Mrs Corlyon’s remedy collection (1606) contains three remedies for ‘the Meegreeme’ or ‘megreeme’. While two of these are in the second chapter dealing with disorders of the head, the first appears in the first chapter dealing with diseases of the eye: ‘A Medecine to staye the humours from fallinge to the Eyes, and goode for the meegreeme’. This does not necessarily suggest that the falling humours and the megreeme are linked, just that the remedy is good for both.
A clear contemporary link between migraine and aura at this time would be unlikely because it is a modern diagnosis. Early modern writers identified ‘megreeme’ by the location of pain in the head, reflecting the inheritance of the classical division of headaches into three types: cephalaea, cephalalgia and hemicrania. In his Method of Phisicke (1583), Philip Barrough described hemicrania as ‘a painefull evill remaining in the one halfe of the head, either on the right halfe or on the left, and is distinguished by the seame that runneth along in the skull… this griefe in Englishe is called the migrime’.

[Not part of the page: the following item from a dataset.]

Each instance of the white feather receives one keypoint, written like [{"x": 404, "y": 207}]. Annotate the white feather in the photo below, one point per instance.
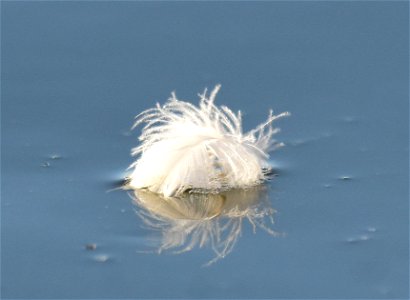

It was not until much later that medical writers began explicitly to link migraine with visual symptoms. In 1780, Samuel Tissot discussed a case in which visual symptoms preceded a headache, but it would be another five decades until the French physician Pierre Adolphe Piorry coined the term migraine ophtalmique (1835). English writers were some way behind: in 1873, Edward Liveing published On Megrim, which would become a classic study, in which he brought together a group of ailments under the term megrim. Also in 1873, Peter W. Latham published two lectures On Nervous or Sick-Headache. Despite their theoretical differences, both men dedicated substantial space to discussions of visual disorders, cementing the link between migraine and aura.
Back in the recipe collections, after some experimenting with search terms related to eyes rather than migraine, I uncovered something more exciting, that I hadn’t come across before: Lady Frances Catchmay’s ‘very good medicen for sore eyes that comethe of the migrome’, dated c.1625. The instructions are water stained and difficult to read, but involve dipping flax into a mixture, placing it on your temple at bedtime – making sure that none gets in the eye – and repeating for four or five nights. The recipe clearly links the eyes with migraine, but I’m not convinced that Lady Catchmay’s remedy suggests a much earlier link with aura. In any case, I’ll be keeping my eyes open.